This page is provided to show the massive potential of this new Pool Throwing Unit (PTU) solution compared with the 2018 Camp fire. Though the examples on this page are hypothetical, they do show the game changing possibilities. Of course the actual response would’ve been dependent on a number of variables. The main point is to show this PTU solution would’ve provided firefighters with the ability to get a lot more water on the fire faster.
The Camp fire currently ranks as the #1 most destructive wildfire in California history. This fast moving wildfire destroyed 18,804 structures in and around Paradise, CA.
This news story screenshot image shows a devastated area in west Paradise.

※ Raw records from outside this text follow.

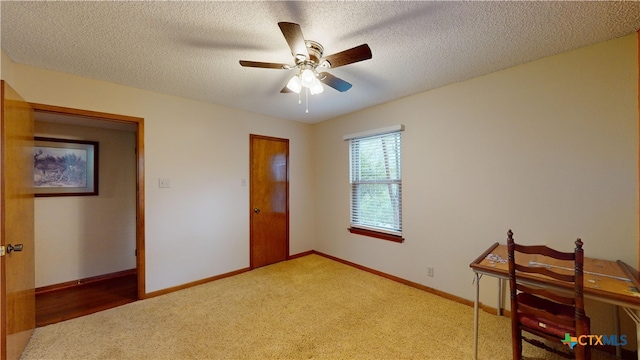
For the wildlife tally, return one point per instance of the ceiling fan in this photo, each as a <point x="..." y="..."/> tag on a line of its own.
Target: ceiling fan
<point x="309" y="59"/>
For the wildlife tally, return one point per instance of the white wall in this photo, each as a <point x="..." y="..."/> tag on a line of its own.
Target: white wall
<point x="200" y="226"/>
<point x="548" y="149"/>
<point x="77" y="237"/>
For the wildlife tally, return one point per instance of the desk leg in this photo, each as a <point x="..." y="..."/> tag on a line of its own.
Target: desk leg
<point x="475" y="317"/>
<point x="633" y="314"/>
<point x="616" y="322"/>
<point x="499" y="309"/>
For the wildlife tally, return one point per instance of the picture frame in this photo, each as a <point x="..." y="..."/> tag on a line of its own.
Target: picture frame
<point x="64" y="167"/>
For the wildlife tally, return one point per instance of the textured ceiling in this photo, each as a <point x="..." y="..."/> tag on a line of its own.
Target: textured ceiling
<point x="191" y="49"/>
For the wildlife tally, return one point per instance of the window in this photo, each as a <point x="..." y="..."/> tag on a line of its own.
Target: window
<point x="376" y="184"/>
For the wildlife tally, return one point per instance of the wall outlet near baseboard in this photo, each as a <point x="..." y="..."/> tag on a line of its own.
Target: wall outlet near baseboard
<point x="430" y="272"/>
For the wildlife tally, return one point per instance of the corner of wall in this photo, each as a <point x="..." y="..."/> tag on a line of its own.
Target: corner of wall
<point x="5" y="67"/>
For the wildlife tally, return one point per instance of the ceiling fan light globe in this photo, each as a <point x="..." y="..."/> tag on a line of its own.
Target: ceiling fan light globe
<point x="295" y="84"/>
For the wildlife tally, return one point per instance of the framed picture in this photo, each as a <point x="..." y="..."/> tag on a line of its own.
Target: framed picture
<point x="64" y="167"/>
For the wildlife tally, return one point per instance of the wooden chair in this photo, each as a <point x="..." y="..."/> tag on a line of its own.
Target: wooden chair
<point x="543" y="312"/>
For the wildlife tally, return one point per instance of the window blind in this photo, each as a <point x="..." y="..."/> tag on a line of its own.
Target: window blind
<point x="376" y="182"/>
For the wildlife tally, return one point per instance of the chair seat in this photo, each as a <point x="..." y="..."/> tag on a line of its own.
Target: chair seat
<point x="542" y="324"/>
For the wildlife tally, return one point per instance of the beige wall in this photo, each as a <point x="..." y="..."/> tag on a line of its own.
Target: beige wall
<point x="84" y="236"/>
<point x="548" y="149"/>
<point x="200" y="226"/>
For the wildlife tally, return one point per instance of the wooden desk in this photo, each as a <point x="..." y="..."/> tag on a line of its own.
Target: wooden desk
<point x="606" y="281"/>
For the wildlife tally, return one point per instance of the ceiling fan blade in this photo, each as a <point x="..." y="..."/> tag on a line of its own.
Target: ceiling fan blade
<point x="334" y="82"/>
<point x="285" y="90"/>
<point x="293" y="34"/>
<point x="264" y="65"/>
<point x="358" y="53"/>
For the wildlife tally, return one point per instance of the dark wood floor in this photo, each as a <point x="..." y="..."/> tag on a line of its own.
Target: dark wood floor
<point x="66" y="303"/>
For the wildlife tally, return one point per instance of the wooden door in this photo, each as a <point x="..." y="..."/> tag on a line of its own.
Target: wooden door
<point x="269" y="200"/>
<point x="17" y="266"/>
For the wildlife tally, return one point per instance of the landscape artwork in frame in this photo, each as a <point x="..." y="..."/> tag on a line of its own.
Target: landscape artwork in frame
<point x="64" y="167"/>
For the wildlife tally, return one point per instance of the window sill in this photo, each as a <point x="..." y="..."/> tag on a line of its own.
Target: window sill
<point x="376" y="234"/>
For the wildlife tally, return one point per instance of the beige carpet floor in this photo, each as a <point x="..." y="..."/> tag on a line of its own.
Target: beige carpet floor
<point x="307" y="308"/>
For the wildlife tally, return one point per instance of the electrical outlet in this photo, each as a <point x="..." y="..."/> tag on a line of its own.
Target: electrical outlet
<point x="164" y="183"/>
<point x="430" y="272"/>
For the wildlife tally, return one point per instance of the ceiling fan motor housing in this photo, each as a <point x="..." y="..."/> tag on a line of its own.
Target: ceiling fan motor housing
<point x="315" y="51"/>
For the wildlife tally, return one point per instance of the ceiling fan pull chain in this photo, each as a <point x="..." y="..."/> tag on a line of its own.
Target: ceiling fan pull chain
<point x="307" y="96"/>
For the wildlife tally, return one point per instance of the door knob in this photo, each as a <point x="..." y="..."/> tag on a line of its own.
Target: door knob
<point x="16" y="247"/>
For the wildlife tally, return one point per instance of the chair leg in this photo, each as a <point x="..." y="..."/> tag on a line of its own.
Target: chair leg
<point x="516" y="343"/>
<point x="583" y="352"/>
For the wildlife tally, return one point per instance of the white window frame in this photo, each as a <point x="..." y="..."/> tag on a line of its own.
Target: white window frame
<point x="362" y="221"/>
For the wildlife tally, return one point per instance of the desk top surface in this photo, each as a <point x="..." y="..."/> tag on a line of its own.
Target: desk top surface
<point x="602" y="278"/>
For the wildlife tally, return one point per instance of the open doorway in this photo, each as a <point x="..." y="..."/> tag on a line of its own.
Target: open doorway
<point x="101" y="265"/>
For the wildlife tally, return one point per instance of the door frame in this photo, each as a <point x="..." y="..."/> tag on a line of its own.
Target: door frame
<point x="140" y="220"/>
<point x="251" y="204"/>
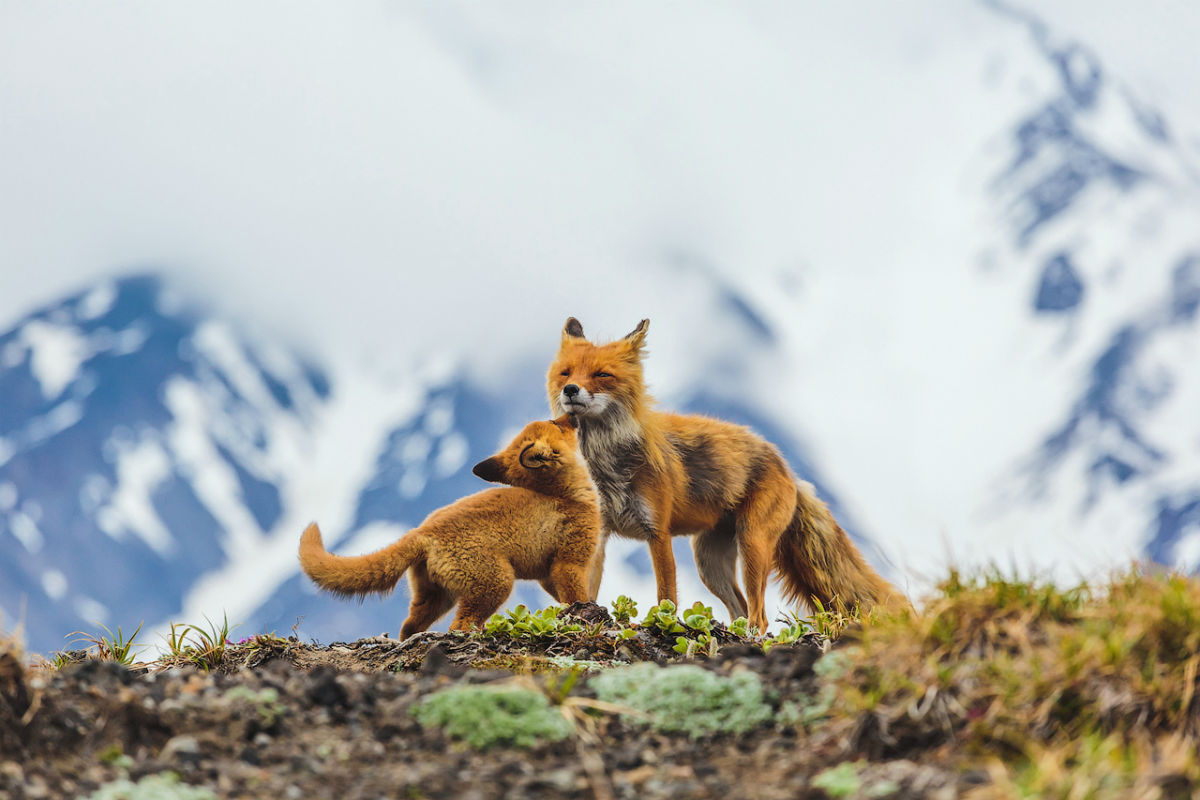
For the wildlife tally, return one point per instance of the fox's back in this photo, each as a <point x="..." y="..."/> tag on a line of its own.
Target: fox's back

It should be pretty obvious that neighborhood fire hydrant networks are not designed to protect homes from these massive wind driven firestorms.
Before reaching this neighborhood, the Camp fire destroyed nearly 10,000 structures. It took less than 2 hours from ignition to reach the eastern edges of Paradise. Was there really anything that could’ve been done? See the Google Satellite image below.
There were approximately 400 swimming pools and 15 waterways spread throughout the city of Paradise. Take notice of the high concentration of pools on the eastern side of town.
Considering the high fire risk, let’s assume the city of Paradise and nearby Oroville each owned at least 30 monitor placement PTU’s pictured below and had plans in place for their use.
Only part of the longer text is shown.